La Cour de cassation rappelle, dans un arrêt récent, que le juge des tutelles doit valider toute modification de la clause bénéficiaire d’un contrat d’assurance vie souscrit par une personne mise sous tutelle.


Un majeur protégé ne peut pas modifier unilatéralement la clause bénéficiaire de son contrat d’assurance-vie. Il lui faut l’accord du juge des tutelles. Voilà ce qu’a rappelé, en substance, la première chambre civile de la Cour de cassation dans un arrêt daté du 21 septembre 2022.

Pour comprendre le fondement de cette affaire, il faut savoir que le souscripteur d’une assurance vie peut, grâce à la clause bénéficiaire, désigner la ou les personnes de son choix qui recevront les capitaux de son contrat à son décès. Le ou les bénéficiaires désignés peuvent être extérieurs à la famille de l’assuré. Il est même possible de désigner une association ou une fondation reconnue d’utilité publique (et, à ce titre, habilitées à recevoir des dons et legs) comme bénéficiaire.


Une clause modifiable à tout moment

La clause bénéficiaire est modifiable à tout moment et sans frais par un simple courrier envoyé à l’assureur du contrat. C’est la dernière lettre reçue, dûment datée et signée, qui s’applique au décès du souscripteur. Cette grande liberté de modification est différente en ce qui concerne les personnes mises sous tutelle, comme l’a souligné la Cour de cassation dans l’arrêt du 21 septembre 2022.

La haute juridiction avait à se prononcer sur le cas d’un homme placé le 13 avril 1989 sous tutelle. Le 24 juin 1994, il souscrit, avec l’accord de son administratrice légale qui est sa sœur, une assurance vie. Il désigne ses deux enfants bénéficiaires de son contrat, à parts égales. Il modifie, en 1997, la clause bénéficiaire au seul profit de sa nièce, la fille de sa sœur, par ailleurs son administratrice légale.

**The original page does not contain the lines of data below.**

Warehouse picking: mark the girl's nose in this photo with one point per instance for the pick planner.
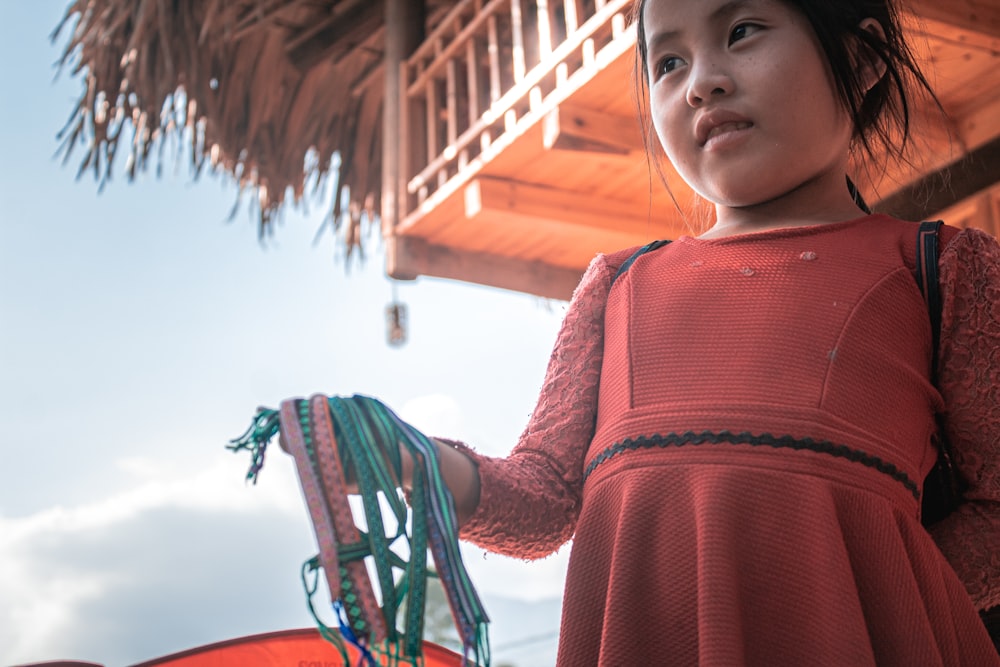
(707, 81)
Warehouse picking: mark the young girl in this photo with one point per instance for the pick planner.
(734, 430)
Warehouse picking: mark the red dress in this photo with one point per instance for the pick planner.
(735, 436)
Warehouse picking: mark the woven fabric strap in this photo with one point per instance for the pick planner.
(334, 438)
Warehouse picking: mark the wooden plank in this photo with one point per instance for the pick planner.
(499, 200)
(982, 16)
(963, 178)
(575, 128)
(408, 257)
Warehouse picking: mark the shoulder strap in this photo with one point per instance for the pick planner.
(927, 279)
(631, 260)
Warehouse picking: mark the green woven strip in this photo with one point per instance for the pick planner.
(368, 439)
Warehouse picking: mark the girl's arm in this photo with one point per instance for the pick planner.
(969, 379)
(526, 505)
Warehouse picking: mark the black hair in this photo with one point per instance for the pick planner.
(881, 114)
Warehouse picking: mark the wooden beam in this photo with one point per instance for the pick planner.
(404, 30)
(500, 200)
(408, 257)
(963, 178)
(978, 16)
(579, 129)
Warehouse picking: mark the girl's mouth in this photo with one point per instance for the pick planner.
(718, 133)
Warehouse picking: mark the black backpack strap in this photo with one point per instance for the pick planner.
(927, 279)
(631, 260)
(944, 485)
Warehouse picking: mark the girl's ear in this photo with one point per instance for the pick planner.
(871, 67)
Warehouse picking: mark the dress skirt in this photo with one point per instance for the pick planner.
(722, 555)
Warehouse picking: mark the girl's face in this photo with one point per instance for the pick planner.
(743, 102)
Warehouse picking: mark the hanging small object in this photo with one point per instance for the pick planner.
(395, 319)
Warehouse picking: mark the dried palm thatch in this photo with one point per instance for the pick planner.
(276, 93)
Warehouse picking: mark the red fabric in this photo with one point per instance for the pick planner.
(744, 552)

Un acte de disposition et non d’administration

Le souscripteur décède le 28 janvier 2012. Ses enfants contestent le bénéfice de l’assurance vie attribué à leur cousine. Dans un arrêt du 22 octobre 2020, la cour d’appel de Colmar leur donne raison. Les juges de fond condamnent la nièce et sa mère, administrative légale du défunt, au paiement aux deux héritiers des capitaux reçus, au motif que, en application de l'article 502 du Code civil, la modification de la clause bénéficiaire d’une assurance vie constitue un acte de disposition soumis à autorisation du juge des tutelles 

La sœur et sa fille estiment, elles, que la modification de la clause bénéficiaire d’un contrat d’assurance vie relève d’un acte d’administration qui ne nécessite pas une autorisation judiciaire préalable. En conséquence, elles se pourvoient en cassation.

La plus haute instance de la justice française rejette leurs arguments et confirme la décision de la cour d’appel. Pour la Cour de cassation, la modification de la clause bénéficiaire constitue bien un acte de disposition soumis à autorisation. La Cour rejette le pourvoi et condamne les plaignantes à 3.000 euros d’amendes à verser aux deux enfants du souscripteur, en plus des capitaux de l’assurance vie de leur père décédé.

À noter : la nécessité de requérir l’autorisation du conseil de famille ou, en l’absence d’un tel conseil, du juge des tutelles pour modifier la clause bénéficiaire d'un contrat d'assurance vie est inscrite dans le Code des assurances depuis 2007.